« SOS Yaboye » ou le film qui tire la sonnette d’alarme sur l’avenir du poisson

« Où se trouve le poisson ?« , que vont devenir tous ces métiers liés à la pêche traditionnelle ?  Que vont devenir ces savoir-faire, ces cultures autour de la mer ? Que fait l’État ? Toutes ces questions sont abordées directement ou en toile de fond dans le formidable film-documentaire «SOS Yaboye» dont la projection a eu lieu samedi 10 septembre dernier à Joal.

Lieu ne pouvait être mieux choisi pour la première de « SOS Yaboye » que Joal. La cité chère au président Senghor est non seulement une place forte de la pêche au Sénégal, mais les acteurs locaux du secteur sont les principaux intervenants dans le film. À la réalisation Thomas Grand, initiateur du media citoyen de la mer SOS Yaboye avec son acolyte Moussa Diop. Thomas Grand est auteur de beaucoup de reportages et de films sur la mer, la pêche et sur l’environnement. Il est surtout le réalisateur de « poisson d’or, poisson africain », le documentaire sur l’économie de la pêche tant primé dans le monde. Il a reçu pas moins de 70 prix et a été sélectionné prés de 250 fois. Ce la prouve combien le réalisateur est en terrain connu et maitrise son sujet.

« Construire l’histoire de la pêche artisanale dans notre pays à travers ses travailleurs et les gens qui défendent le métier et notre souveraineté alimentaire est extrêmement important » explique-t-il

Dans une salle bien remplie, le film documentaire a été présenté en grande première.
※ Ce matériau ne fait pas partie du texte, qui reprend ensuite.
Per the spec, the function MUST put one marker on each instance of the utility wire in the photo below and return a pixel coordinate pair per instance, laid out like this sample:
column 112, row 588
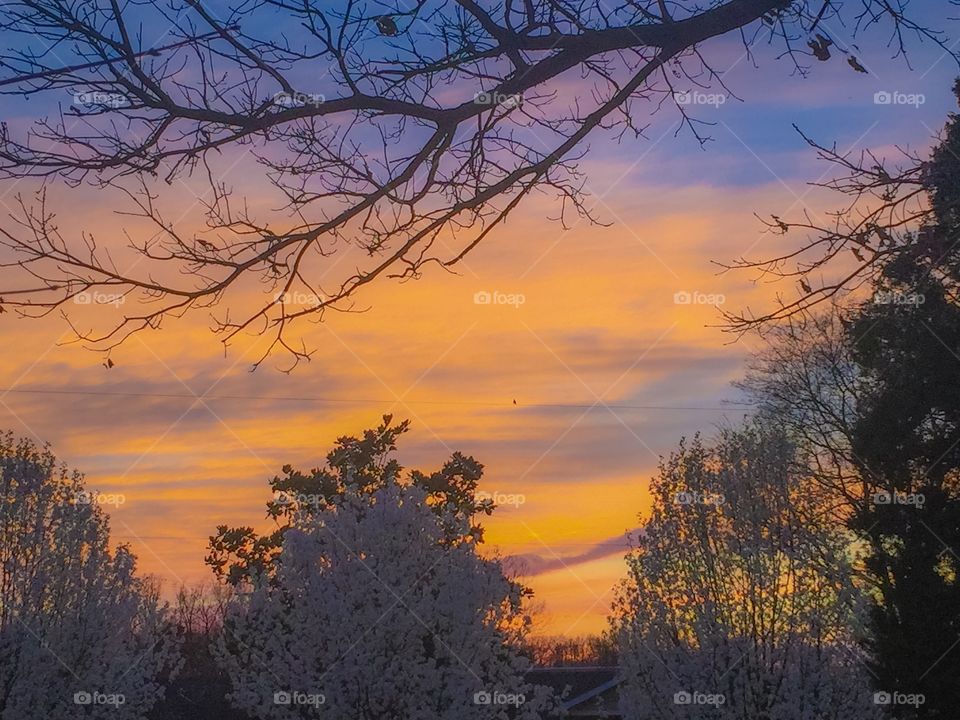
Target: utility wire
column 109, row 61
column 282, row 398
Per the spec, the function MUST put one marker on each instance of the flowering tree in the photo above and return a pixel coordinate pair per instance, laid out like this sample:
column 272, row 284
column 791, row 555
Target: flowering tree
column 374, row 615
column 357, row 466
column 80, row 634
column 739, row 601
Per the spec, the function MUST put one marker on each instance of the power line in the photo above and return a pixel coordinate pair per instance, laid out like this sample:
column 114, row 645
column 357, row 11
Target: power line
column 358, row 401
column 53, row 72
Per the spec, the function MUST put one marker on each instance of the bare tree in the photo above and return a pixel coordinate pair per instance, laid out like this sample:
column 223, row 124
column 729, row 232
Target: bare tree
column 429, row 124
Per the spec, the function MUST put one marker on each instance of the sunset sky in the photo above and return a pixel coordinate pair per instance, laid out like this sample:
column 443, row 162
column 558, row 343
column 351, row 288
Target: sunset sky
column 567, row 399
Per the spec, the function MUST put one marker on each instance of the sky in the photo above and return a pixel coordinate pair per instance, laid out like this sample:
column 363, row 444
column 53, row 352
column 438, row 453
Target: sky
column 567, row 388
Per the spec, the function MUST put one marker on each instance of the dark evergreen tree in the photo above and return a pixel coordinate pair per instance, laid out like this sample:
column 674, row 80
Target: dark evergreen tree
column 907, row 441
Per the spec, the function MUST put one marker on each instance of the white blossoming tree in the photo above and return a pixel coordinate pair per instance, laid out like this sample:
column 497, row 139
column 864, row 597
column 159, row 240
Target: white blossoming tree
column 740, row 601
column 376, row 613
column 80, row 635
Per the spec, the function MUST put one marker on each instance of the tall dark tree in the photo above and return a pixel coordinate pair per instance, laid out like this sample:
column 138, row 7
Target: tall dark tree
column 871, row 391
column 907, row 436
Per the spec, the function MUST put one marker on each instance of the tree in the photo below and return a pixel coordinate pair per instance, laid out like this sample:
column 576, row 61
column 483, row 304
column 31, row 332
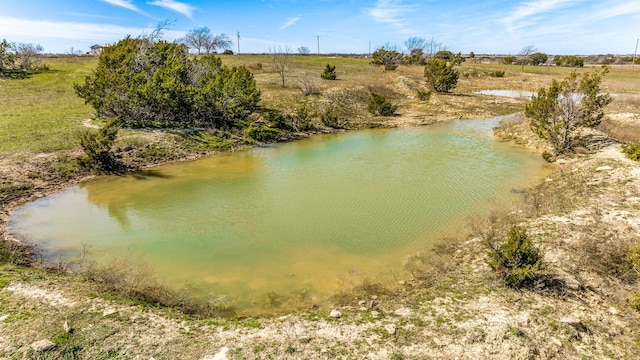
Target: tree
column 431, row 47
column 198, row 38
column 389, row 58
column 203, row 40
column 7, row 58
column 155, row 84
column 303, row 50
column 538, row 58
column 523, row 55
column 27, row 54
column 516, row 260
column 281, row 60
column 440, row 75
column 415, row 43
column 556, row 113
column 329, row 73
column 221, row 41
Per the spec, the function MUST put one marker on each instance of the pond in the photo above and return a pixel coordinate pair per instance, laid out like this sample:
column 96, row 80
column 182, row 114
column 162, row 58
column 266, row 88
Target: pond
column 291, row 220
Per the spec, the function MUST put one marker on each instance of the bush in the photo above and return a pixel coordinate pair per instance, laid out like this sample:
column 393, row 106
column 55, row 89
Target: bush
column 309, row 85
column 508, row 60
column 632, row 151
column 556, row 113
column 155, row 84
column 517, row 262
column 380, row 106
column 440, row 76
column 568, row 60
column 329, row 73
column 97, row 146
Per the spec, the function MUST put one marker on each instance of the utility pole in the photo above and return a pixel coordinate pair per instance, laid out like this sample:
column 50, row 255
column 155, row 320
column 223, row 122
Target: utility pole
column 635, row 53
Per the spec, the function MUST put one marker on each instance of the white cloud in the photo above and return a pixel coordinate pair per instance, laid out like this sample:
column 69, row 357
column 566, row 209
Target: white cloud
column 524, row 12
column 125, row 4
column 289, row 23
column 392, row 12
column 627, row 8
column 179, row 7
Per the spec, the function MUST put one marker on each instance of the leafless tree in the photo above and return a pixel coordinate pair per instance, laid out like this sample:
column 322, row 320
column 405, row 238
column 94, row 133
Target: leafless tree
column 415, row 43
column 523, row 55
column 203, row 40
column 27, row 54
column 281, row 61
column 221, row 41
column 198, row 38
column 303, row 50
column 159, row 31
column 432, row 47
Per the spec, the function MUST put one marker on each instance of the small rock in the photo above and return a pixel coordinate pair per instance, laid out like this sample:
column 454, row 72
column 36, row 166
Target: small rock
column 391, row 328
column 43, row 345
column 613, row 311
column 108, row 312
column 221, row 355
column 403, row 312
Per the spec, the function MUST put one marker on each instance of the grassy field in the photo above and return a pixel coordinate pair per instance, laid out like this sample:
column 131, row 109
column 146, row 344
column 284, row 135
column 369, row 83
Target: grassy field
column 584, row 217
column 42, row 113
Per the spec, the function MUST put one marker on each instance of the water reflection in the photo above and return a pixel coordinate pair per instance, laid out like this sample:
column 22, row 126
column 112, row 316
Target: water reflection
column 292, row 218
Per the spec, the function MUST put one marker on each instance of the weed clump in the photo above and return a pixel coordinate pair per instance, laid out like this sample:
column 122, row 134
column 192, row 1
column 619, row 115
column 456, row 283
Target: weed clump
column 97, row 146
column 632, row 151
column 516, row 261
column 329, row 73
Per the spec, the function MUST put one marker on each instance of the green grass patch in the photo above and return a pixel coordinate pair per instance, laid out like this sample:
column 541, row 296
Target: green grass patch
column 42, row 112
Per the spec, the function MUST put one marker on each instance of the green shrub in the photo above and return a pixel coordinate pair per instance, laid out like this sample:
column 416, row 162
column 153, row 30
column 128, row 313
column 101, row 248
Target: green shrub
column 440, row 75
column 424, row 95
column 330, row 119
column 516, row 261
column 97, row 146
column 634, row 301
column 632, row 151
column 380, row 106
column 547, row 156
column 509, row 60
column 329, row 73
column 156, row 84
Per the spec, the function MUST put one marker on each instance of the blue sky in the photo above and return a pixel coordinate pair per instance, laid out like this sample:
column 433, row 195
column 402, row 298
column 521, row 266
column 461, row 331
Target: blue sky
column 342, row 26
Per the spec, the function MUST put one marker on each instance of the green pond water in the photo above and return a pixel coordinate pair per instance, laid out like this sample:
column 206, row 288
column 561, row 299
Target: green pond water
column 295, row 220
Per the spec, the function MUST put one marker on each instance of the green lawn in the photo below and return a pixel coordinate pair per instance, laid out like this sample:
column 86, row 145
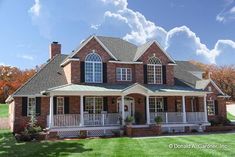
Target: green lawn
column 120, row 146
column 230, row 116
column 3, row 110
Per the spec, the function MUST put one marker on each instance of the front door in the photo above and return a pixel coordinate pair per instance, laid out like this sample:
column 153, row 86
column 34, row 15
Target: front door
column 128, row 106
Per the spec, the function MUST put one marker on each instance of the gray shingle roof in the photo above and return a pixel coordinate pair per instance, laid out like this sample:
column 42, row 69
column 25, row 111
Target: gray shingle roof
column 201, row 84
column 51, row 75
column 187, row 66
column 121, row 49
column 182, row 73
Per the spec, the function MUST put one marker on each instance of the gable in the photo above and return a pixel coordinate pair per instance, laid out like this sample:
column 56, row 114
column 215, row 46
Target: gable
column 90, row 45
column 215, row 88
column 151, row 49
column 51, row 75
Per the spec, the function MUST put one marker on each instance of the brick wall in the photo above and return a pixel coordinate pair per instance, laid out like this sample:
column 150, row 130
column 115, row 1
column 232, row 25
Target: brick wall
column 137, row 70
column 21, row 121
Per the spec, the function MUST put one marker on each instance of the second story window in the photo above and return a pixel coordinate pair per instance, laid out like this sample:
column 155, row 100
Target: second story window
column 93, row 68
column 123, row 74
column 154, row 71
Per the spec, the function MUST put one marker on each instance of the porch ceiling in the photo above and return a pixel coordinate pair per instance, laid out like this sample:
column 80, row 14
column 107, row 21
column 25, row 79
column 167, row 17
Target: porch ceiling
column 123, row 89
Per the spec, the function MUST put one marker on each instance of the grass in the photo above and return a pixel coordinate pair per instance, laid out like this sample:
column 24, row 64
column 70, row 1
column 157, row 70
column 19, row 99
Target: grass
column 230, row 116
column 120, row 146
column 4, row 110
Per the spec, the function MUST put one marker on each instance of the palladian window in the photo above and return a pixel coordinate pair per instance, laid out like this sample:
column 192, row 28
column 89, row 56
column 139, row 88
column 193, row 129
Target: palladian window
column 93, row 68
column 154, row 71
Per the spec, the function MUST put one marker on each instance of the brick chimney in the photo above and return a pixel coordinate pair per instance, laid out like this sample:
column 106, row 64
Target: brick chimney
column 55, row 48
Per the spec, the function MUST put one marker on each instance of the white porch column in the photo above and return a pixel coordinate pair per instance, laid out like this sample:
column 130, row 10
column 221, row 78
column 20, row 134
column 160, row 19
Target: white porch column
column 147, row 109
column 51, row 118
column 123, row 111
column 183, row 107
column 81, row 111
column 205, row 109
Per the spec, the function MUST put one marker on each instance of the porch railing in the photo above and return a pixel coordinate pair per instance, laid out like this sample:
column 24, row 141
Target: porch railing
column 195, row 116
column 73, row 120
column 66, row 120
column 101, row 119
column 177, row 117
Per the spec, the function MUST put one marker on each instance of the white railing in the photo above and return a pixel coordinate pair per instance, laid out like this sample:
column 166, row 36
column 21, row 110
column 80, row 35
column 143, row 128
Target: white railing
column 101, row 119
column 73, row 120
column 66, row 120
column 195, row 117
column 177, row 117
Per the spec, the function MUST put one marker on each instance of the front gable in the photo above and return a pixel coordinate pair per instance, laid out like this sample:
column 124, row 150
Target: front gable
column 155, row 49
column 93, row 45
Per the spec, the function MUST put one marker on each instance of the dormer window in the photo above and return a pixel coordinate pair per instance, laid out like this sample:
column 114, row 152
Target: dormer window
column 154, row 71
column 93, row 68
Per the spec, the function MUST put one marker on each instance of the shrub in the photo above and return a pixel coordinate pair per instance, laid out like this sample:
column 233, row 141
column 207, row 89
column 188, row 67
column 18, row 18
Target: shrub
column 158, row 120
column 220, row 121
column 129, row 119
column 32, row 130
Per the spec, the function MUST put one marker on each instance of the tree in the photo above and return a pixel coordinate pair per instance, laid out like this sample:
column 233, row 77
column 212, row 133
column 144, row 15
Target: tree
column 11, row 78
column 224, row 76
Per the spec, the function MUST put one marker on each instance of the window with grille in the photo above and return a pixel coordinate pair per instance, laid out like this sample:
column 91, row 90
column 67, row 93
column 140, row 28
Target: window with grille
column 154, row 71
column 156, row 104
column 178, row 105
column 93, row 68
column 31, row 106
column 94, row 104
column 60, row 105
column 123, row 74
column 210, row 107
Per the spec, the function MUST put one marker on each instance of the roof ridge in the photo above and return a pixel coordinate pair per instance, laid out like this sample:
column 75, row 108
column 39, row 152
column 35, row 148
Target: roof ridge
column 30, row 79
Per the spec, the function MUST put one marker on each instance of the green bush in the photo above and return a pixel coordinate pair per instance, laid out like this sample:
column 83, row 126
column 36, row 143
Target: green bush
column 158, row 120
column 129, row 119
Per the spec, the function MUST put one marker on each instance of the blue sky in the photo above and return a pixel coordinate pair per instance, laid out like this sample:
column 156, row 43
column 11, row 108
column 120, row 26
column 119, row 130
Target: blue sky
column 188, row 29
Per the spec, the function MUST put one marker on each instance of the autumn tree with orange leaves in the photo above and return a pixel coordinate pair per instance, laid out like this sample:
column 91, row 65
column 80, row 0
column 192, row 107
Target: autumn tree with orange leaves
column 11, row 78
column 224, row 76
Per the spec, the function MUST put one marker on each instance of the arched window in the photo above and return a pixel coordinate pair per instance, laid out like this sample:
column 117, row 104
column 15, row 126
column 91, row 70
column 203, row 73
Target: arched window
column 93, row 68
column 154, row 71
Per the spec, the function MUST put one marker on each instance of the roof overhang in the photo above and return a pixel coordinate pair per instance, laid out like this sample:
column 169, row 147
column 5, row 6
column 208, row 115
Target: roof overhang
column 155, row 42
column 74, row 89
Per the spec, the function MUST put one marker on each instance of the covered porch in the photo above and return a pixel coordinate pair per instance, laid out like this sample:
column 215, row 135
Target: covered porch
column 98, row 106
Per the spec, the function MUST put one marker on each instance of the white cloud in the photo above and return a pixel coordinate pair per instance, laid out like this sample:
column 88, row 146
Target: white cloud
column 27, row 57
column 142, row 30
column 96, row 27
column 41, row 18
column 232, row 10
column 36, row 8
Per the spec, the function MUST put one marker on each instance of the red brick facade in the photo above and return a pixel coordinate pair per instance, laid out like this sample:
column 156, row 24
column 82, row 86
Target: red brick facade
column 72, row 72
column 72, row 69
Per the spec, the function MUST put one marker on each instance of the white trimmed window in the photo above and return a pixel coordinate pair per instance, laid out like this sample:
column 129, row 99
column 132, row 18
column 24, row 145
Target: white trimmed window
column 60, row 105
column 154, row 71
column 93, row 68
column 31, row 108
column 210, row 107
column 94, row 105
column 123, row 74
column 156, row 104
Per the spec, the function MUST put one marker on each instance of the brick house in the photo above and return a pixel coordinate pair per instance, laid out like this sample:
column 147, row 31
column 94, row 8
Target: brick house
column 107, row 79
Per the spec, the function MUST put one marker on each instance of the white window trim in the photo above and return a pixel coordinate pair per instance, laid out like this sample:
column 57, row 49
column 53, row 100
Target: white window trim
column 58, row 105
column 93, row 104
column 155, row 103
column 93, row 68
column 28, row 113
column 213, row 105
column 121, row 79
column 154, row 72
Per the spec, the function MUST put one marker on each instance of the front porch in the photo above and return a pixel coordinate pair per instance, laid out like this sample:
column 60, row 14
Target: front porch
column 113, row 119
column 101, row 107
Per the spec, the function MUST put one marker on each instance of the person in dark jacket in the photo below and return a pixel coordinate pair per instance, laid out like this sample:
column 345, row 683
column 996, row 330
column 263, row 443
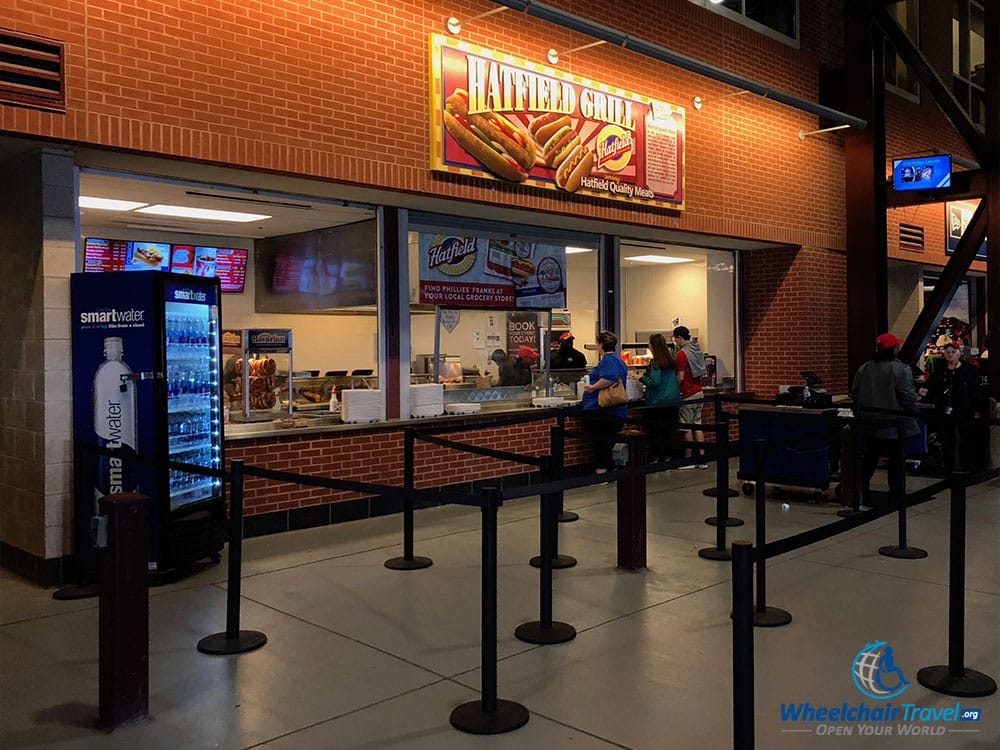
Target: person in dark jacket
column 883, row 391
column 957, row 394
column 567, row 357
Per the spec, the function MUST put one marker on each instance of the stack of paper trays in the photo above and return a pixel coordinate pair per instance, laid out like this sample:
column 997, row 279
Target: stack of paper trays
column 548, row 401
column 426, row 400
column 463, row 407
column 360, row 405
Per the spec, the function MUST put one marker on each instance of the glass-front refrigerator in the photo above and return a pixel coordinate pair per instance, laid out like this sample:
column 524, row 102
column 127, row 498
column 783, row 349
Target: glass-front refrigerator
column 146, row 380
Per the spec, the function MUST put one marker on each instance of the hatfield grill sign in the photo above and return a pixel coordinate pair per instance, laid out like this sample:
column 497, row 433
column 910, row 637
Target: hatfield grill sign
column 508, row 119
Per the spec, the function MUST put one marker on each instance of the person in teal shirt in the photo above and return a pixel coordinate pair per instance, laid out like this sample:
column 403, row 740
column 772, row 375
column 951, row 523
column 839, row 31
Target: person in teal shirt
column 604, row 420
column 663, row 397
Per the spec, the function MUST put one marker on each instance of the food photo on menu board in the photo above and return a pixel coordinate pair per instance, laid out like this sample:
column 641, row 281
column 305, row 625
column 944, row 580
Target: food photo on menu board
column 145, row 256
column 491, row 273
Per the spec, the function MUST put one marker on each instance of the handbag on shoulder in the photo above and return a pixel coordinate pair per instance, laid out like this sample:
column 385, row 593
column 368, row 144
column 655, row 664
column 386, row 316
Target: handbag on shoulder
column 613, row 395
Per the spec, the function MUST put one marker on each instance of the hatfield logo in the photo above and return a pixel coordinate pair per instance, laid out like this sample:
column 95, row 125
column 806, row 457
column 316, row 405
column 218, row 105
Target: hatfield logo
column 875, row 674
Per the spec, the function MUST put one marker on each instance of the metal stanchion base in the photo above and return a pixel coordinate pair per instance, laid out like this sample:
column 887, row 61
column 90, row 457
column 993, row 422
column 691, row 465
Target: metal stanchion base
column 247, row 640
column 711, row 492
column 413, row 563
column 535, row 632
column 77, row 592
column 730, row 521
column 848, row 511
column 903, row 553
column 470, row 717
column 970, row 684
column 771, row 617
column 559, row 561
column 714, row 553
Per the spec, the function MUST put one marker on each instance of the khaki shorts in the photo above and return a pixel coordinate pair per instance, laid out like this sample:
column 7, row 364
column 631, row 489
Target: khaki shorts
column 690, row 410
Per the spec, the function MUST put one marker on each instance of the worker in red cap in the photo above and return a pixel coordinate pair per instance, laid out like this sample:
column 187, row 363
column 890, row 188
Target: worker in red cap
column 517, row 369
column 884, row 401
column 567, row 357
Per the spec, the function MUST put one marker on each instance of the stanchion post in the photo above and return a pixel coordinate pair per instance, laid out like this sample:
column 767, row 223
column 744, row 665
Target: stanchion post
column 408, row 561
column 557, row 441
column 897, row 495
column 551, row 525
column 850, row 470
column 545, row 631
column 233, row 640
column 631, row 500
column 954, row 678
column 489, row 715
column 763, row 616
column 721, row 490
column 124, row 609
column 743, row 698
column 720, row 551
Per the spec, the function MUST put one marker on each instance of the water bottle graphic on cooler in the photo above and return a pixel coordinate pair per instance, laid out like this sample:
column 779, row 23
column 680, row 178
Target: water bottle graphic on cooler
column 114, row 420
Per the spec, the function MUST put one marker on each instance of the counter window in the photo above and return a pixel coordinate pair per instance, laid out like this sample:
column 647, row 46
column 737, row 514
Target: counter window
column 667, row 286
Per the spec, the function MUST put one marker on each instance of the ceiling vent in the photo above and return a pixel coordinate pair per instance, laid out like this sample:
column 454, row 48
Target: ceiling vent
column 31, row 71
column 911, row 237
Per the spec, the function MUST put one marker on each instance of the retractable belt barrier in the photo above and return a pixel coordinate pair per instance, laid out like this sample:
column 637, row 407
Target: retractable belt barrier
column 952, row 679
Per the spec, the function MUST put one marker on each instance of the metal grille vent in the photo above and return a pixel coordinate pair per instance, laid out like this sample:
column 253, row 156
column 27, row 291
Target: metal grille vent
column 911, row 237
column 31, row 71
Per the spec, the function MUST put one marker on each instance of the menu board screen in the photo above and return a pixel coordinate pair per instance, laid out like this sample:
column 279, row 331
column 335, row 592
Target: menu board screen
column 122, row 255
column 229, row 264
column 231, row 268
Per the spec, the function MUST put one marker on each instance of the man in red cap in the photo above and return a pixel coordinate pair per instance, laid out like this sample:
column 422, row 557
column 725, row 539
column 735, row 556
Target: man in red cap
column 883, row 393
column 567, row 357
column 517, row 369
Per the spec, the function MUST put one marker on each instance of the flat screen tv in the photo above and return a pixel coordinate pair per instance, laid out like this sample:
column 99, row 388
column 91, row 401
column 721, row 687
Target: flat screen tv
column 921, row 172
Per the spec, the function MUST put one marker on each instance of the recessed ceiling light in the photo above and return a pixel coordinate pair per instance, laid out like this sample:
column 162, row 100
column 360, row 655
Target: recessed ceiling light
column 659, row 259
column 208, row 214
column 108, row 204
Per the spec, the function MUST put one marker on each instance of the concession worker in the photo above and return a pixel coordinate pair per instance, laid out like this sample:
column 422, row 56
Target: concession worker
column 517, row 369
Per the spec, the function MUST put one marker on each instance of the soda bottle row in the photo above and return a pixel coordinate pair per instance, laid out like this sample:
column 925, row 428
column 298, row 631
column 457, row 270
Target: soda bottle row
column 189, row 330
column 190, row 389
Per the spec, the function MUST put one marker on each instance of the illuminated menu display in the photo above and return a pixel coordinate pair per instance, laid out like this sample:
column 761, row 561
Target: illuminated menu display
column 121, row 255
column 229, row 264
column 231, row 268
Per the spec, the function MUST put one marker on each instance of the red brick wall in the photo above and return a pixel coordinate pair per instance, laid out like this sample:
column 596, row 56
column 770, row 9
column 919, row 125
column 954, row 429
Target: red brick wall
column 338, row 90
column 795, row 319
column 375, row 455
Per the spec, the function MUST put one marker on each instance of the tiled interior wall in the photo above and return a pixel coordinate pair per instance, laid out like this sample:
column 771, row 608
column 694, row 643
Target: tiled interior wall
column 37, row 215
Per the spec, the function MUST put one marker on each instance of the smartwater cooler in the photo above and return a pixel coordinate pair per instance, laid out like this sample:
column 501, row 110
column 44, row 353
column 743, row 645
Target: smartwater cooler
column 146, row 381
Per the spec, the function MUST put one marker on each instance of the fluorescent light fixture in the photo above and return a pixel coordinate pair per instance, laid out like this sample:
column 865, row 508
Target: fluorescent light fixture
column 659, row 259
column 108, row 204
column 208, row 214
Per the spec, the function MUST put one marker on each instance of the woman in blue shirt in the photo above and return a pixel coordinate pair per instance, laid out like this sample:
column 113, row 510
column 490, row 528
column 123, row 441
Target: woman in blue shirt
column 608, row 420
column 662, row 399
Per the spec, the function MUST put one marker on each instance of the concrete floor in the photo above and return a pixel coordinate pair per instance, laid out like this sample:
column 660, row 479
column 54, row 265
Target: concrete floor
column 359, row 656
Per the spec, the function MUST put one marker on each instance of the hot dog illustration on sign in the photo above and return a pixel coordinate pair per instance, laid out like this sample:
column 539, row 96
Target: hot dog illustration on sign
column 490, row 138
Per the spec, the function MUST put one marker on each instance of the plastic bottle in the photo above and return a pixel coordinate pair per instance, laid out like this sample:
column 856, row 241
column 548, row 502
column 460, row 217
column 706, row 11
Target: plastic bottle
column 114, row 420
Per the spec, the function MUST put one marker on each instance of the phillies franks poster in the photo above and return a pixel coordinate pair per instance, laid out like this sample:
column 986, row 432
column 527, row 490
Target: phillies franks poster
column 477, row 272
column 503, row 118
Les populations de Joal sont sorties soutenir ce documentaire qui met en évidence les difficultés de la pêche et parler de l’avenir de leur terroir.

« Ils nous semblaient nécessaire de rapprocher nos idées de celles que les gens vivaient localement » renseigne le réalisateur à propos de son film.

Aujourd’hui, ce que vivent les acteurs de la pêche traditionnelle c’est une angoisse, une peur, un désarroi. Le documentaire qui donne la parole aux travailleurs de la pêche est assez éloquent à ce niveau.

« Joal peut mourir si le Yaboye ne se trouve plus. Joal peut mourir » répète dépitée dans le film Téning Ndiaye, présidente du Groupement d’Intérêt Economique interprofessionnel (GIEI) ‘’Diam Bougoum ».

Plusieurs raisons à ce phénomène: d’abord, des accords de pêches mal négociés par l’État du Sénégal qui favorisent les bateaux étrangers, l’absence de repos biologique, la disparition des lieux de reproduction du poisson et la capture du petit pélagique le fameux yoss. Tous ces aspects, sont évoqués dans le documentaire.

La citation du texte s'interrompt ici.